The horror miniature Descent ends in the droning distortion that begins
the ten-minute Wraithlike, whose two proto-melodic sections
are surgically separated by yet another pause and whose heroic finale is
laid out by a verbose guitar solo.
Mitochondrion is not about violence but about meaning.
Four minutes of noise, titled Conclusion - Organum Exitus, close
the album and show that the trio could succeed in the world of ambient music
as well.
The pauses stand a little bit in the way, and the drumming is somewhat stale,
but overall the album strikes an impressive balance of
musicianship and nihilism.
The sound of Parasignosis (Profound Lore, 2011)
is massive and dense. The pauses of the previous album have been flooded with
large doses of cacophony, the growl has become even deeper, evoking occult
ceremonies, and the result is one of the blackest albums ever made.
The oceanic sound of the overture,
Plague Evockation,
is emblematic.
This is the first movement of the three-movement suite
Pestilentiam Intus Vocamus - Voluntatem Absolvimus.
The second one, Lex Ego Exitium, plods along with
panzer rhythm and heroic riffs, and then suddenly lashes out with
demonic virulence.
The ten-minute conclusion, Tetravirulence, piles up a
cartoonish march, a vicious guitar onslaught, a
grotesque singalong (in the usual growled register),
an instrumental break that evokes all the masters from Jimi Hendrix to Black Sabbath and to Deep Purple,
and then somehow synthesizes all these element into the
stormy crescendo of a repeated pattern, the equivalent of an orchestra of percussion.
Trials
is a volcanic eruption of noise, with an unstoppable tirade of
smashing and screeching guitar, while
the low-droning vocals seem to plunge into a black hole.

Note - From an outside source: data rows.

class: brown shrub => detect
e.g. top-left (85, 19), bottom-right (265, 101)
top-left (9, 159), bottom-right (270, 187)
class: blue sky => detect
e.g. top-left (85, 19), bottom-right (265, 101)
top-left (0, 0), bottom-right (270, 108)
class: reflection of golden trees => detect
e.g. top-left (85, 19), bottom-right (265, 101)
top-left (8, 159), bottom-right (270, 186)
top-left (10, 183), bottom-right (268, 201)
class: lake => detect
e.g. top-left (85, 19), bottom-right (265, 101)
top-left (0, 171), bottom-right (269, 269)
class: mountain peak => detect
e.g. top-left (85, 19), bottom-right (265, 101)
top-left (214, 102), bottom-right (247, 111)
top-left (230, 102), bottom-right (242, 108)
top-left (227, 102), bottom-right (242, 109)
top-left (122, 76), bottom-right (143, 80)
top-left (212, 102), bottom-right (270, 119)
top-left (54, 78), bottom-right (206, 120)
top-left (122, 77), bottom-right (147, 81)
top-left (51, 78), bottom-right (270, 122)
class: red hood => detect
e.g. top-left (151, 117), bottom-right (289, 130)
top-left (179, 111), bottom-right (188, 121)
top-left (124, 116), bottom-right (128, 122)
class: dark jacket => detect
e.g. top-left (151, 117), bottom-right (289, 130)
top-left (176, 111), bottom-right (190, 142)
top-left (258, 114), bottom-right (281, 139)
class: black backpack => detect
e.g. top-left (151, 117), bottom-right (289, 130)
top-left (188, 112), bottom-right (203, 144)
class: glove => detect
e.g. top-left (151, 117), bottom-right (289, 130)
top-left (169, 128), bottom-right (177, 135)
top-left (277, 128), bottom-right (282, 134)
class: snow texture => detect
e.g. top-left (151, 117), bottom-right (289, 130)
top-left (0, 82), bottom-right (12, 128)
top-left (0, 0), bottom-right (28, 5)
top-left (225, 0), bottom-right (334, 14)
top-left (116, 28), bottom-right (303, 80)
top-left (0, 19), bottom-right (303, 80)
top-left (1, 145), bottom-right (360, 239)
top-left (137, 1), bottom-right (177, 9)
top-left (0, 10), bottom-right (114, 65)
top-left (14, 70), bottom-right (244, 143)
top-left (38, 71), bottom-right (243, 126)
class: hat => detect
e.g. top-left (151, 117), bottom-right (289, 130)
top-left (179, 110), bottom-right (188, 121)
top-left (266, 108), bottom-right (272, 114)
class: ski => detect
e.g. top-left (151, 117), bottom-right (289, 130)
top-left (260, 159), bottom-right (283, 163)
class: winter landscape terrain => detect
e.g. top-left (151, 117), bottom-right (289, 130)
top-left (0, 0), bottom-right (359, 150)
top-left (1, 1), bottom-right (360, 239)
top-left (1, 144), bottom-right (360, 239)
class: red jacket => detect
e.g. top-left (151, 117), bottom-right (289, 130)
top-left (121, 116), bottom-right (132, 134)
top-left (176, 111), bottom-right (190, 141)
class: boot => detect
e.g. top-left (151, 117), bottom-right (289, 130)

Inside the delirious gallop of Parasignosis
the guitars spin and coil so frantically that they seem to imitate the digital noise of a videogame,
but by the end the song has become a completely different beast, almost a soundtrack for a war movie.
The "military" motif is carried into the
eight-minute Banishment, that feels like a carpet bombing for three
minutes (but then becomes a bit static and predictable) and
especially into the martial drumming and shooting guitar of Kathenotheism.
The nine-minute closer Ambient Outro is abstract soundpainting: it leaves
the catacombs where the ceremony has been held and it roams vast alien spaces
in search of spiritual meaning.
The album clearly loses momentum towards the end, but the first six songs
are enough to make even zombies dance hysterically.